Workflow
This documentation provides a comprehensive guide to the template structure necessary for implementing Workflow objects. These objects enable users to codify pipeline steps and store metadata to track inputs, outputs, software, and description files (e.g., WDL or CWL) for each workflow.
Template
## Workflow information #####################################
# General information for the workflow
#############################################################
# All the following fields are required
name: <string>
description: <string>
runner:
language: <language> # cwl, wdl
main: <file> # .cwl or .wdl file
child:
- <file> # .cwl or .wdl file
category:
- <string> # Annotation
# All the following fields are optional and provided as example,
# can be expanded to anything accepted by the schema
# https://github.com/smaht-dac/smaht-portal/tree/main/src/encoded/schemas
software:
- <software>@<version|commit>
## Input information ########################################
# Input files and parameters
#############################################################
input:
# File argument
<file_argument_name>:
argument_type: file.<format> # bam, fastq, bwt, ...
# Parameter argument
<parameter_argument_name>:
argument_type: parameter.<type> # string, integer, float, array, boolean, object
## Output information #######################################
# Output files and quality controls
#############################################################
output:
# File output
<file_output_name>:
argument_type: file.<format>
secondary_files:
- <format> # bam, fastq, bwt, ...
# QC output
<qc_output_name>:
argument_type: qc
argument_to_be_attached_to: <file_output_name>
# Fields to specify the output type
# either json or zipped folder
json: <boolean>
zipped: <boolean>
# Report output
<report_output_name>:
argument_type: report
General Fields Definition
Required
All the following fields are required.
name
Name of the workflow, MUST BE GLOBALLY UNIQUE (ACROSS THE PORTAL OBJECTS).
description
Description of the workflow.
runner
Definition of the data processing flow for the workflow. This field is used to specify the standard language and description files used to define the workflow. Several subfields need to be specified:
language [required]: Language standard used for workflow description
main [required]: Main description file
child [optional]: List of supplementary description files used by main
At the moment we support two standards, Common Workflow Language (CWL) and Workflow Description Language (WDL).
input
Description of input files and parameters for the workflow. See Input Definition.
output
Description of expected outputs for the workflow. See Output Definition.
Input Definition
Each argument is defined by its name. Additional subfields need to be specified depending on the argument type.
argument_type
Definition of the type of the argument.
For a file argument, the argument type is defined as file.<format>
, where <format>
is the format used by the file.
<format>
needs to match a file format that has been previously defined, see File Format.

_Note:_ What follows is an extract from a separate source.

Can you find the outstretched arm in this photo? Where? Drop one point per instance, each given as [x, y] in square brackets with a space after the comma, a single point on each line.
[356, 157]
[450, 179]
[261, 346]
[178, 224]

For a parameter argument, the argument type is defined as parameter.<type>
, where <type>
is the type of the value expected for the argument [string, integer, float, array, boolean, object].
Output Definition
Each output is defined by its name. Additional subfields need to be specified depending on the output type.
argument_type
Definition of the type of the output.
For a file output, the argument type is defined as file.<format>
, where <format>
is the format used by the file.
<format>
needs to match a file format that has been previously defined, see File Format.
For a report output, the argument type is defined as report
.
For a QC (Quality Control) output, the argument type is defined as qc
.
For a QC, it is possible to generate two different types of output: a key-value pairs JSON file and a compressed file.
The JSON file can be used to create a summary report of the quality metrics generated by the QC process.
The compressed file can be used to store the original output for the QC, including additional data or graphs.
Both the JSON file and compressed file will be attached to the file specified as target by argument_to_be_attached_to
with a QualityMetric
object.
The content of the JSON file will be patched directly on the object, while the compressed file will be made available for download via a link.
The output type can be specified by setting json: True
or zipped: True
in the the QC output definition.
Template for key-value pairs JSON:
}
"name": "Quality metric name",
"qc_values": [
{
"key": "Name of the key",
"tooltip": "Tooltip for the key",
"value": "Value for the key"
}
]
}
secondary_files
This field can be used for output files.
List of <format>
for secondary files associated to the output file.
Each <format>
needs to match a file format that has been previously defined, see File Format.
argument_to_be_attached_to
This field can be used for output QCs.
Name of the output file the QC is calculated for.